Hyperbole aside, the long accepted nexus between NPEs and “low quality patents” rests on the notion that, true to their name, NPEs purchase patents without the intent to practice them in products. Grace Heinecke, “Pay the Troll Toll: The Patent Troll Model is Fundamentally at Odds with the Patent System’s Goals of Innovation and Competition,” 1171. Instead of aiming to use their patents in the traditional sense, NPEs—specifically the subset of NPEs pejoratively referred to as “patent trolls”—acquire patents to assert them against parties practicing those patents, to extract licensing fees or settlement payments, which the practicing entities choose to pay to avoid the cost of litigating an infringement suit. Id. at 1171-72; John F. Luman III & Christopher L. Dodson, “No Longer a Myth, the Emergence of Patent Troll: Stifling Innovation, Increasing Litigation, and Extorting Billions.” (This article will treat the terms “non-practicing entity,” “patent troll,” “patent assertion entity” and “patent monetization entity” as equivalents.) Since low quality patents yield unpredictable litigation outcomes, so the accepted wisdom goes, they are “excellent fodder” for NPEs, who leverage this uncertainty to induce settlements from alleged infringers. Luman & Dodson, supra.
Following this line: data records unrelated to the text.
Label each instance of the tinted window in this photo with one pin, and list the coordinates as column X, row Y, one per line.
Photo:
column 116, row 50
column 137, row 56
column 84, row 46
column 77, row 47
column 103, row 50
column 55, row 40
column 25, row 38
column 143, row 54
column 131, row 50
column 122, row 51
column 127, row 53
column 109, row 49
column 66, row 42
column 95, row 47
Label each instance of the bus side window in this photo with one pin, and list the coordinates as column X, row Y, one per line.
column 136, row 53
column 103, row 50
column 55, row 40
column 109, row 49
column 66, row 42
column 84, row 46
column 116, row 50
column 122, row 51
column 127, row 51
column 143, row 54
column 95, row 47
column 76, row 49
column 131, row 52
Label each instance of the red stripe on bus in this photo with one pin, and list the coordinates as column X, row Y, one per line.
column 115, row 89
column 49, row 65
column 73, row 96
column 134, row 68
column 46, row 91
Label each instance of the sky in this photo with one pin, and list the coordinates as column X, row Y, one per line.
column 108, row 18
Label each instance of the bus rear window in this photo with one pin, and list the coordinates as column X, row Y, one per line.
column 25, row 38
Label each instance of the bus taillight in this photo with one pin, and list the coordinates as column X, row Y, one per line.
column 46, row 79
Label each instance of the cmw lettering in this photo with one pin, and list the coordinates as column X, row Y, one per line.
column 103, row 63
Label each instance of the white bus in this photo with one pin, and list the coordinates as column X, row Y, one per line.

This narrative has become pervasive. Writing in 2011-2012, advocates for this view warned that “[NPE lawsuits harm] society. While the lawsuits increase incentives to acquire vague, overreaching patents, they decrease incentives for real innovation overall.” James Bessen, Jennifer Ford & Michael Meurer, “Do Nonpracticing Entities Benefit Society by Facilitating Markets for Technology?” Such warnings led to action, and have propelled recent IP policy making. Comments made on the floor of the US Senate in 2014 understandably reflected the belief that NPEs actually depend on low quality patents: “[l]ow quality patents are essential to a patent troll’s business model.” 160 Cong. Rec. S6124 (daily ed. Nov. 19, 2014). Even strong patent advocates have pointed to low quality patents asserted by patent trolls as the problem with the patent system. Just last year, a strong-patents scholar described the patents acquired by trolls as “dubious, highly questionable patents that in many cases should never have been issued,” that are “low quality” and “overbroad.” Gene Quinn, “The PTAB has Failed to Solve the Patent Troll Problem Created by Large Operating Companies.”